In a medical first, scientists have hindered the growth of bowel cancers in mice by harnessing immune cells in the large intestine.

One of the most exciting new cancer treatments is immunotherapy, which works by training the body's immune system to identify and destroy cancer cells.

However, most current immunotherapies only benefit a small minority of patients with bowel cancer – fewer than 10 percent.

"We have discovered that an important group of immune cells in the large bowel – gamma delta T cells – are crucial to preventing bowel cancer," says immunologist Lisa Mielke from the Olivia Newton-John Cancer Research Institute at La Trobe University in Australia.

About 1 in every 10 cancer cases is bowel cancer. The second highest cause of cancer-related death worldwide, a lack of symptoms early in the disease's progression means it's often diagnosed too late to be treated.

"Our world-first research breakthrough paves a new roadmap for developing targeted combination immunotherapies to more effectively treat bowel cancer patients," says one of the study's lead authors Marina Yakou, a PhD student at the Olivia Newton-John Cancer Research Institute.

Yakou, Mielke, and a team of researchers from Australia and the US looked at tissue samples from bowel cancer tumors as well as samples from patients without bowel cancer.

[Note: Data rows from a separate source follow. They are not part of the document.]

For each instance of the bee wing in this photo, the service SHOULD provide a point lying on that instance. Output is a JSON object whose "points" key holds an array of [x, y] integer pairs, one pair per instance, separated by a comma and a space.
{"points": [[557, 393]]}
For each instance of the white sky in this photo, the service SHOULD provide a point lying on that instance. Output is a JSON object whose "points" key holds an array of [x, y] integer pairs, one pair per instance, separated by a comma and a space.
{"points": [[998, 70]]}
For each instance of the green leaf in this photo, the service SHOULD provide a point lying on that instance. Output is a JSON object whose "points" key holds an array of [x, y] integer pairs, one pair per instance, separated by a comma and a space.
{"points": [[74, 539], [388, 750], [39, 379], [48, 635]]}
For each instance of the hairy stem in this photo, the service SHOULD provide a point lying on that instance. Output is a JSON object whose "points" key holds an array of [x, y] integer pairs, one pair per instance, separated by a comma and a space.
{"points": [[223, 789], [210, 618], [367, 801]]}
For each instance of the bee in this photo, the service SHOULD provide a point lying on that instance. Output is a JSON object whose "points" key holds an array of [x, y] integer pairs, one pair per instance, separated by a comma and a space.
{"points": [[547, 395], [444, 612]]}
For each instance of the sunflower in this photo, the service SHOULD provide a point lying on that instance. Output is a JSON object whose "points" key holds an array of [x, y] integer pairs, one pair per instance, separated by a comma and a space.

They noticed a correlation between gamma delta T cells and favorable clinical outcomes in bowel cancer. When more of this type of immune cell was found in the tumors of bowel cancer patients, they were more likely to survive, and to experience more positive recoveries.

"Gamma delta T cells act as our frontline defenders in the bowel," Mielke says. "What makes these immune cells extraordinary is that they constantly patrol and safeguard the epithelial cells lining the bowel, acting as warriors against potential cancer threats."

Bowel cancer commences its sinister dance of growth and division in the large intestine, often beginning with tiny innocent polyps; a growth of tissue from the gut's mucous membrane.

Trillions of microorganisms make up the microbiome that resides in this section of the digestive tract. A healthy immune system relies on a wide variety of bacteria in the microbiome, though some are linked to disease.

Each region in the gut has its own function, and varies in the type and number of microorganisms present. The researchers wondered whether microbiome composition might influence the gamma delta T cells and other immune cells in the gut.

Analysis of cells from the gut of both humans and mice found molecular features in the large bowel that affect the ability of the gamma delta T cells to do their protective work. Whereas in the small intestine, those T cells were just getting on with their job.

"We discovered that the amount, and diversity of, the microbiome in the large bowel resulted in a higher concentration of a molecule called TCF-1 on gamma delta T cells compared to other areas of the gut," explains Yakou.

"This molecule (TCF-1) suppresses our natural immune response, the gamma delta T cells, from fighting off bowel cancer."

Perhaps most importantly, mice that had this TCF-1 protein deleted developed a heightened immune response against bowel cancer.

"This fundamentally changed the behavior of these immune cells and we saw a remarkable reduction in the size of bowel cancer tumors," Yakou says.

That means there's potential to manipulate the microbiome – and subsequently these T cells – in the large bowel in humans to improve their cancer-fighting abilities.

The team says this is a major advancement in our knowledge of the microbial and immune cell communities of the gut, and it could lead to earlier screening and therapies – for other cancers and other diseases too.

"Given the increasing incidence of bowel cancer in younger populations today, we're really interested in now dissecting out the exact relationship between the immune cells, the microbes, and the cancer cells within the gut," says Mielke.

"This new knowledge will help us understand and identify new risk factors that are important for the development of cancer, but also improve bowel cancer screening in the future."

The study has been published in Science Immunology.